Rafe was quite pleased with himself for having been able to deceive both Lord Preston and King Suhn so easily. However, truth be told, above all else, he was thankful to still be in possession of his head. Now the real work would begin. He had to find a way to convince the Northern King, and his council of High Priests, that he was indeed an invaluable asset, one who was worthy of their complete trust. Moreover, after residing in the Capitol City for less than a month, Rafe learned that the only way he would ever be able to approach Princess Aislyn, would be to secure a position within the inner council of her father’s regime. The Princess, it seemed, was held a virtual prisoner in her father’s citadel. Aislyn was never allowed out of the stronghold’s confines, for fear of her abduction. Tomas and King Alexander had made it clear that gaining the traveling seer’s confidence, and winning her to their cause, was critical to their success.

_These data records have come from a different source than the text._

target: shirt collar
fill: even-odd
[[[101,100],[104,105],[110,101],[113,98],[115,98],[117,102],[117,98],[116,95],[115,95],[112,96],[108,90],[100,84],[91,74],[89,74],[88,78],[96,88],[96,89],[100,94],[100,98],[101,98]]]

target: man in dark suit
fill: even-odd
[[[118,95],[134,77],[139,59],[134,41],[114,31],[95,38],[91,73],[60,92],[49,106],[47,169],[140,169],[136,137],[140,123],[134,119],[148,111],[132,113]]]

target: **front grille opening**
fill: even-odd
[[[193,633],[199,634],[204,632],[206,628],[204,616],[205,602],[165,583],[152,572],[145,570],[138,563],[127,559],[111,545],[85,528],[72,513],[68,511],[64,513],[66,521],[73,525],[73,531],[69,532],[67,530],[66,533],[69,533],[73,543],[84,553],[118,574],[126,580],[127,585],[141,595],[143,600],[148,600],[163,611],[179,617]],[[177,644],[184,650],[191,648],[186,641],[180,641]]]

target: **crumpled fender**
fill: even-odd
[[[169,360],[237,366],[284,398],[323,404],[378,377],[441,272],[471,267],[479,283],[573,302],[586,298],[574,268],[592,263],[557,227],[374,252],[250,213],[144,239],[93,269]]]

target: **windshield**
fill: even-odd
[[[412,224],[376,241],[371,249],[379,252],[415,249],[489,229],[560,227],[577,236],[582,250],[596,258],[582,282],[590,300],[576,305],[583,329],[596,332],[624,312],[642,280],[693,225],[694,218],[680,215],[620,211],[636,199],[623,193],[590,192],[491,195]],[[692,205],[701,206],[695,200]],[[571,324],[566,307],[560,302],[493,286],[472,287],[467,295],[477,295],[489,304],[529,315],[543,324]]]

Over time, Rafe fashioned himself as a crucial source of insider information against the Heretic and his followers. Through various agents of the South, who had been posted about the Capitol City; a baker here; a fish monger there; the blacksmith who tended to Rafe’s horse; all passed on to him useful battle information, courtesy of Tomas, which he himself then passed on to the those seated on the King’s council. Within a relatively short period, he had received his fist invitation into the King’s council chambers.
The morning of his first meeting with the council, he pulled out Gabriella’s silver necklace. His wife had believed her pendent was a talisman imbued with magical powers capable of protecting those who wore it. “It hadn’t done much good for her or our son,” he thought dejectedly. Nevertheless, Rafe removed the pendent from its delicate silver chain and threaded it on to a rough string of leather. Tying the two ends of the cord together, he placed the now crude looking adornment around his own neck. “Gabby, I’m going to need all the protection your amulet can muster,” he thought.
As Rafe walked into the chambers, he laid eyes on the Princess for the first time. He felt his breath catch in his throat. Her frail beauty had taken him completely by surprise. Aislyn possessed an aura of kindness; her pale skin giving off an ethereal glow; and the profound sadness he observed in her eyes, immediately made him want to rescue her. As he bowed deeply in formal greeting, Aislyn and Rafe’s eyes locked in a long and inappropriate gaze. Fortunately, for Rafe, it went unnoticed by the King and the assembled High Priests. He became acutely aware that this woman would be his undoing. He confidently walked to his seat at the table, yet all the while contradicting his bold manner, by absently fingering the pendent hanging around his neck.
Silently he implored, “If this charm ever indeed worked, let it aid me now, in my most desperate hour of need!”